The most common reason for namenode to go into safemode is due to under-replicated blocks. This is generally caused by storage issues on hdfs or when some jobs like Spark applications are suddenly aborted that leaves temp files which are under-replicated. If your namenode is in safemode then your hadoop cluster is in read-only mode till the time it replicates the under-replicated blocks or the CORRUPT blocks/files are removed.
You can also forcefully leave the safemode and then manually delete the CORRUPT files to resolve the issue.
How to identify if Namenode is in safemode ?
Use the below command to check the status of namenode
hdfs dfsadmin -safemode get
If the output is “Safe mode is ON” then you know that your hadoop cluster is in read-only mode.
How to turn off safemode ?
Use the below command to turn-off safemode
hdfs dfsadmin -safemode leave
The output of the above command should be “Safe mode is OFF“. If you still can’t get namenode out of safemode after running above command, please try re-starting your master node by using “sudo reboot” command.
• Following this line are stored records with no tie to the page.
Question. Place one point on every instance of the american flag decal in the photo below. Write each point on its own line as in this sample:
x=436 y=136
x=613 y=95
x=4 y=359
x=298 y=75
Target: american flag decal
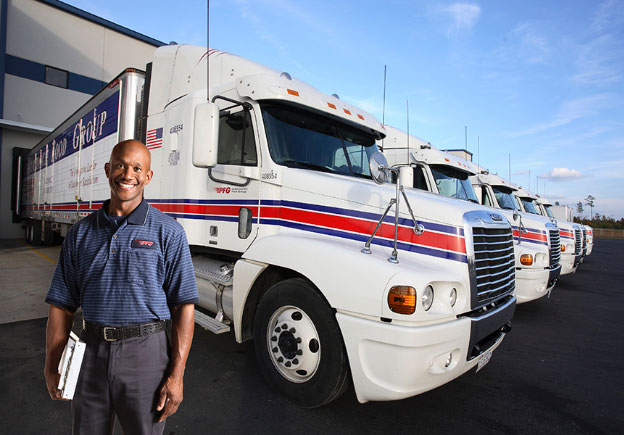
x=154 y=138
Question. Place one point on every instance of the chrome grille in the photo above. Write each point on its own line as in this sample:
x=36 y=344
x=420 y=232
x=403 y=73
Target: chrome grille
x=577 y=242
x=494 y=262
x=555 y=248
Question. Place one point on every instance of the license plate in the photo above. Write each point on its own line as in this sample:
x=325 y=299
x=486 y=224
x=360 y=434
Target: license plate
x=485 y=358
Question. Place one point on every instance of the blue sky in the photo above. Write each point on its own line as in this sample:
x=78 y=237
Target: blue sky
x=538 y=83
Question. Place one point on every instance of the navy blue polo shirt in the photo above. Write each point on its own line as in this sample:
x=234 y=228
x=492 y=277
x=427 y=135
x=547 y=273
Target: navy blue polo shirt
x=124 y=271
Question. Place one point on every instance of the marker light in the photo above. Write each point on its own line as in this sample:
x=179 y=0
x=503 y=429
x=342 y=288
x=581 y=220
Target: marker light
x=453 y=297
x=402 y=299
x=427 y=298
x=526 y=259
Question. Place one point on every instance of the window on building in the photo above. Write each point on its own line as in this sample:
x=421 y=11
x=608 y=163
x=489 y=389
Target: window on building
x=56 y=77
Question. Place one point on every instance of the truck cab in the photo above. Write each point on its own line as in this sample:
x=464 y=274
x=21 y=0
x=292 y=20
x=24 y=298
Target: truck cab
x=571 y=234
x=298 y=241
x=536 y=246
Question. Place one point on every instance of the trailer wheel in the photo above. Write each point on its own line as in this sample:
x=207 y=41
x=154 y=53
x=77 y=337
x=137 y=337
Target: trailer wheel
x=298 y=344
x=33 y=232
Make sure that you have back-up of important files before you issue reboot command.
How to identify CORRUPT blocks ?
If you will not remove CORRUPT blocks/files then namenode will go into safemode again. You must identify and remove the corrupt files manually. In order to check the corrupt blocks/files please use below command:
hdfs fsck / | egrep -v '^\.+' | grep -v replica | grep -v Replica
The output will show you list of CORRUPT files. Refer to below image:
If the files are not important then you can delete it by using below command:
hdfs fsck / -delete
If the above command does not work then you may want to manually run delete for identified files. You can use below command:
hdfs dfs -rm -r -skipTrash PATH_OF_CORRUPT_BLOCKS_FILES
Replace PATH_OF_CORRUPT_BLOCKS_FILES with the actual hdfs path of corrupt files. Once this is done, run the above mentioned command “hdfs fsck…” again to check the status.
If you see “The filesystem under path ‘/’ is HEALTHY” then you have successfully removed corrupt blocks and now namenode shall not go back into safemode for this reason.